~ Step 17 ~
Gender Specific
For every character you are going to want to check the gender box on their interview sheet: Male, Female or Undecided.
Most characters will have an obvious gender, though some (like a shark or the wind) might be neuter or indeterminate. Usually, a gender helps the reader know how to relate to a character, as it is one of the first things humans instinctively try to determine, right after friend or foe.
Gender alters our entire sense of a person, critter or entity, so note one for every character in your list, if you can. Don’t overthink the plumbing, as it were. For now, just go with the obvious choice and we’ll mix things up a bit later on.
~ Step 18 ~
The Reason of Age
How old your characters are couches them in a lot of preconceptions about how they’ll act, what their experience base is, and how formidable or capable they may be at the tasks that are thrust upon them in your story and even how they will relate to one another.
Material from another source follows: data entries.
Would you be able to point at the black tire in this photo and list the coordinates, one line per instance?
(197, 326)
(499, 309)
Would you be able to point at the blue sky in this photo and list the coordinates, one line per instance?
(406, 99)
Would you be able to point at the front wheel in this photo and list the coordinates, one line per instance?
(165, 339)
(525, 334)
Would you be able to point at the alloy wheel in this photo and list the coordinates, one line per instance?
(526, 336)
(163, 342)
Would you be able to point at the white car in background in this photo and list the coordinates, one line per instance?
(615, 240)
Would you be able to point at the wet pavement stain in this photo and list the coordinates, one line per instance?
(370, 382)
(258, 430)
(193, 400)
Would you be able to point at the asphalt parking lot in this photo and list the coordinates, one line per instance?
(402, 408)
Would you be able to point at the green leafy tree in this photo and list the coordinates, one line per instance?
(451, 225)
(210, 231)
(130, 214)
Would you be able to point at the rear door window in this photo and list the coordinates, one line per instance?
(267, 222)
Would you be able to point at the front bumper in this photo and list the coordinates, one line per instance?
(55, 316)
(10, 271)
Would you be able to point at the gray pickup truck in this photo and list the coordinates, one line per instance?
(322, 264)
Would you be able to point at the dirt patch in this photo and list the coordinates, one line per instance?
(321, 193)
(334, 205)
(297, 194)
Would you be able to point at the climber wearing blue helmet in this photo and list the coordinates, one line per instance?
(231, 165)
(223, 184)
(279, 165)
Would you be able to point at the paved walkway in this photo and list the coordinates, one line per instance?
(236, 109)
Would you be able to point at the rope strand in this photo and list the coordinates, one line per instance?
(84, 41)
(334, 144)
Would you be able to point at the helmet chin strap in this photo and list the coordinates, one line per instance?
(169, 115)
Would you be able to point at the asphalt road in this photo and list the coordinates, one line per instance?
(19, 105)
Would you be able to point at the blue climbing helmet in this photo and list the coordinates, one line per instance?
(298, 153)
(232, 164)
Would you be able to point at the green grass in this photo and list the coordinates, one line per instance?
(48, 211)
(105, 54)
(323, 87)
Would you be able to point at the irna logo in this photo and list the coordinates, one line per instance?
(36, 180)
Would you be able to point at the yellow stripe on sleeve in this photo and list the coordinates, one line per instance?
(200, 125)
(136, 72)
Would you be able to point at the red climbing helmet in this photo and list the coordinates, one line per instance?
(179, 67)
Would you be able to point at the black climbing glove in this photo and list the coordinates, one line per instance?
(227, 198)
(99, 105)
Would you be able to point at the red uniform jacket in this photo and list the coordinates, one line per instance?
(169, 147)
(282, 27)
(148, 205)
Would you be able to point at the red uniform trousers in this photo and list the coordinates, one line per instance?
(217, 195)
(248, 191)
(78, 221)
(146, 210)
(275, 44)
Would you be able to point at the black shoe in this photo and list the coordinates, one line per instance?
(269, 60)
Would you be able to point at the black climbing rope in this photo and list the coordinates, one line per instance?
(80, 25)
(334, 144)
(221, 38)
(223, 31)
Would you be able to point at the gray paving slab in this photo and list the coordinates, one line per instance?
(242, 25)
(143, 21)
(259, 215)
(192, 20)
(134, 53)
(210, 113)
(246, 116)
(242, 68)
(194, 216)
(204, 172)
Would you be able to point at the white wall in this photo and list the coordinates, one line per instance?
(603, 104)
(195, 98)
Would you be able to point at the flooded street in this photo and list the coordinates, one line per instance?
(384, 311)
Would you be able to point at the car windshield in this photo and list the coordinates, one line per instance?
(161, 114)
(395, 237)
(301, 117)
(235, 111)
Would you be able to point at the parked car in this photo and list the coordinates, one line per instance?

Many authors, especially those working on their first novel, tend to create characters who are all about the same age as the author.
This makes some sense insofar as a person can best write about that with which they are most familiar. The drawback is that anyone in your potential readership who falls outside your age range won’t find anyone in your novel to whom they can easily relate. So, unless you are specifically creating your novel for a particular consistent age range, try to mix it up a bit and at least sprinkle your cast with folks noticeably older and younger than yourself.
Consider these issues while assigning an age to each character in your list.
~ Step 19 ~
Other Attributes
Like real people, your characters will have a wide range of other attributes, such as the religion to which they subscribe, special skills like horseback riding or a good singing voice, physical traits, such as being overweight, their race, abilities/disabilities or a nervous tick, mental attributes including IQ, savantism or autism, and hobbies or other interests like coin collecting or memorizing movie quotes.
Most of these attributes will amount to no more than window dressing in your story, but some of them may ultimately affect its course, and key events in your plot and/or message may hinge on a few of them.
There’s no absolute need at this point to add any of these to each character’s interview sheet – we’ll revisit this kind of material later in the development stage – so don’t go off into the woods on this one.
Still, if any additional attributes come to mind while interviewing your characters, jot them down as they will enrich your character and make them far more human and accessible to your readers.